Our wild camping spot lay beyond the beach at least a 600m hike up a muddy, uneven puddle infested track and on into the woods. I was so glad we hadn’t forgotten the wheels. Tents up and a fire built, we sat with the other canoeist praying that our tent would withstand the beating it was receiving by the ever increasing wind.
Once back on the water we paddled off towards Lochend and the disused Bona Lighthouse. This point marks the end of Loch Ness and the beginning of Loch Dochfour, the smallest of the four Lochs. Portaging at Dochgarroch Lock we found ourselves part of large group of Scandinavian sea kayakers. Here we took a bit of time to sit on the grass and soak up the sun, which had decided to show its face, it was glorious. Peaceful.

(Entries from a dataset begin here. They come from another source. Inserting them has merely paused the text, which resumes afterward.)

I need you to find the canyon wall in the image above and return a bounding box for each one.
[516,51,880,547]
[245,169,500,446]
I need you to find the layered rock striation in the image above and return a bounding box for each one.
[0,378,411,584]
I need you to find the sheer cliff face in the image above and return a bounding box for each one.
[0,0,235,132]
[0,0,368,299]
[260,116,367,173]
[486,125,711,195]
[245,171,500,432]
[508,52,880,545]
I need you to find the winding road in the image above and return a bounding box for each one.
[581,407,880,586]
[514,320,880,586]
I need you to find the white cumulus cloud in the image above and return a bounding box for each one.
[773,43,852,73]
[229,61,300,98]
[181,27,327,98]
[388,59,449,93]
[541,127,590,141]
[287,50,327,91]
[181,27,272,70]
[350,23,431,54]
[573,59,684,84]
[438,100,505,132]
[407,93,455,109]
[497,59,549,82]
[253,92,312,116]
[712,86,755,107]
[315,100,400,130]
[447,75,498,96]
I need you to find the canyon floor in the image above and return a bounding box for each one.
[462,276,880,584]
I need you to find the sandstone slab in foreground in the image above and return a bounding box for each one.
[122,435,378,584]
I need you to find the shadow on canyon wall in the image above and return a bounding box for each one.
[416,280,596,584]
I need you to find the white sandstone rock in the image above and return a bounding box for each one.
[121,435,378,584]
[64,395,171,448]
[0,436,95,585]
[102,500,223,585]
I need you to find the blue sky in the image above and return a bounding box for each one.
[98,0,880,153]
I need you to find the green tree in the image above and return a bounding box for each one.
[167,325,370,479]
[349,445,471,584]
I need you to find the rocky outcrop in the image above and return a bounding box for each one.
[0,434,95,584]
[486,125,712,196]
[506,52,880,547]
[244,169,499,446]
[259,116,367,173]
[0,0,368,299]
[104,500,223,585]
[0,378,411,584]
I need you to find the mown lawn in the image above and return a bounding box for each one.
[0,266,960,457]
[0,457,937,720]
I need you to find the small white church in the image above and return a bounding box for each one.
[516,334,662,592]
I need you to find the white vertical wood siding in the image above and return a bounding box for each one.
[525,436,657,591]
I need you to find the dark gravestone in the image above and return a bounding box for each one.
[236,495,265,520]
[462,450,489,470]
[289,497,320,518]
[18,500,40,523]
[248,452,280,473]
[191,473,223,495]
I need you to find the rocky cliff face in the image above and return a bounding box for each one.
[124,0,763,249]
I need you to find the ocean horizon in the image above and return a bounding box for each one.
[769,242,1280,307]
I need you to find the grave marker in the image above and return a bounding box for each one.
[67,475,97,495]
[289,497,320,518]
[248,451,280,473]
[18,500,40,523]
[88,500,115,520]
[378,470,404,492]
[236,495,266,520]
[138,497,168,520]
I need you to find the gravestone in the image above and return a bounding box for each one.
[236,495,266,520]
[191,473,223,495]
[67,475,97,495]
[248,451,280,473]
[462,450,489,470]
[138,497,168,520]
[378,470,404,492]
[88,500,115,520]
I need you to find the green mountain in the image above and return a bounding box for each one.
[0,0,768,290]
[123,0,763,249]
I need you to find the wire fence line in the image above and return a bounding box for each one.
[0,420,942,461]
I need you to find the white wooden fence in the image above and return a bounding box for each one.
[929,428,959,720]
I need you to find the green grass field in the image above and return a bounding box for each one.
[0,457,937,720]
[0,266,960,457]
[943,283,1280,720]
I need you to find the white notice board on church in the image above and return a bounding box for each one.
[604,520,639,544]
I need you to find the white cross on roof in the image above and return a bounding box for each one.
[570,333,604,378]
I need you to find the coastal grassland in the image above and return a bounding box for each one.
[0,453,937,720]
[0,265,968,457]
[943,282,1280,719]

Back on the water and the scenery noticeably changes from the steep sided banks of the Lochs to flat agricultural land. We had about 5km to go. The amount of people walking, jogging and cycling told us we were now entering the urban fringe. Once again it started to pour down.
Passing the Inverness rowing club we continue on into a sweeping left hand bend and in front of us was the Tomnahurich Swing Bridge. To get under this you have to sit on the bottom of your canoe and you still feel you may not make under. We paddled on to Muirtown Locks and another 500m portage. Across a busy road finds us on the wrong side of the water, so we have to cross the bridge through a gate and onto the Scout Hut pontoon. After 500m more canal we find ourselves at the Clachnaharry Sea Loch in the Muirtown Basin. After racking our canoe and packing up our gear we stood for a moment looking out towards the North Sea. The sun was out, it was a clear day and the wind was blowing strong.